DESCRIPTION (provided by applicant): Voltage-gated L-type Ca2+ channels mediate Ca2+ signals that are essential for cardiac, endocrine, and neural functions. Although Cav1.2 is the predominant class of L-type channel in most tissues, Cav1.3 L-type channels play a major role in cardiac rhythmicity and neuronal excitability. Since small changes in Ca2+ influx can profoundly influence cellular excitability, factors that regulate Cav1.3 channels may control the balance between normal and diseased states of the nervous and cardiovascular systems. In screening for signaling molecules that specifically modulate Cav1.3, we discovered a novel regulation of these channels by interactions with proteins containing motifs known as PDZ-domains. The PDZ-protein, erbin, binds to the C-terminal domain (CT) of the 11-subunit (111.3) of Cav1.3 and dramatically enhances channel opening in response to depolarizing stimuli in a process termed voltage-dependent facilitation (VDF). A closely related protein, densin-180, also interacts with the 111.3 CT but does not influence VDF. Instead, densin-180 inhibits Ca2+-dependent inactivation of Cav1.3 and this effect depends on functional recruitment of calmodulin-dependent kinase II. Based on these findings, we hypothesize that Cav1.3 channels are fundamentally regulated by PDZ-protein interactions, which may diversify the signaling potential of these channels in different cell-types. The goal of this proposal is to characterize the molecular mechanism by which Cav1.3 channels are differentially modulated by such PDZ interactions, and the physiological significance of this regulation using molecular biology, immunochemistry, and electrophysiology. The proposed studies will clarify structure/function relationships and modulatory mechanisms that distinguish Cav1.3 from other L-type channels, which will broaden our understanding of the diverse physiological roles of Cav1.3 in regulating heart-rate, insulin secretion, and neural adaptations to psychostimulants. The long-term objective of this research is to gain molecular insights into the development of Cav1.3-selective drugs, which may provide novel and effective treatments for cardiac arrhythmias, diabetes, and drug abuse. PUBLIC HEALTH RELEVANCE: The proposed research will modulate voltage-gated Ca2+ channels. We will elucidate new structure/function relationships and modulatory mechanisms, which may be altered in diseased states of the cardiovascular and nervous systems.

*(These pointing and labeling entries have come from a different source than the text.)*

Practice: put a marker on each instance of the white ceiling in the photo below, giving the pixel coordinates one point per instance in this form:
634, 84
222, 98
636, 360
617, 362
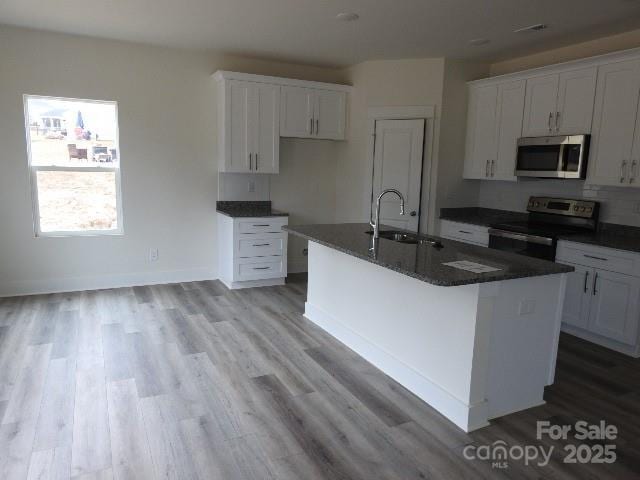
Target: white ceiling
307, 31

描述（由申请人提供）：电压门控L型Ca2+通道介导Ca2+信号，这对于心脏，内分泌和神经功能至关重要。尽管CAV1.2是大多数组织中L型通道的主要类别，但CAV1.3 L型通道在心脏节奏和神经元兴奋性中起主要作用。由于CA2+流入的小变化会深刻影响细胞兴奋性，因此调节CAV1.3通道的因素可以控制神经和心血管系统正常状态和患病状态之间的平衡。在筛选特异性调节CAV1.3的信号分子时，我们通过与含有称为PDZ-域的蛋白质的蛋白质相互作用发现了这些通道的新调节。 PDZ蛋白ERBIN与CAV1.3的11-亚基（111.3）的C末端结构域（CT）结合，并在一个被称为电压依赖性辅导（VDF）的过程中对去极化刺激的响应，从而大大增强了通道的开口。密切相关的蛋白质Densin-180也与111.3 CT相互作用，但不影响VDF。取而代之的是，densin-180抑制了Ca2+依赖性cav1.3的失活，而这种作用取决于钙调蛋白依赖性激酶II的功能募集。基于这些发现，我们假设CAV1.3通道从根本上受到PDZ蛋白质相互作用的调节，这可能会使这些通道在不同细胞类型中的信号传导潜力多样化。该提案的目的是表征通过这种PDZ相互作用差异调节CAV1.3通道的分子机制，并使用分子生物学，免疫化学和电生理学来调节该调节的生理意义。拟议的研究将阐明将CAV1.3与其他L型通道区分开的结构/功能关系和调节机制，这将扩大我们对CAV1.3在调节心脏率，胰岛素分泌和神经适应心理刺激物中的生理作用的理解。这项研究的长期目标是获得对CAV1.3选择药物发展的分子见解，这可能为心律不齐，糖尿病和药物滥用提供新颖有效的治疗方法。公共卫生相关性：拟议的研究将调节电压门控CA2+通道。我们将阐明新的结构/功能关系和调节机制，在心血管和神经系统的患病状态中可能会改变。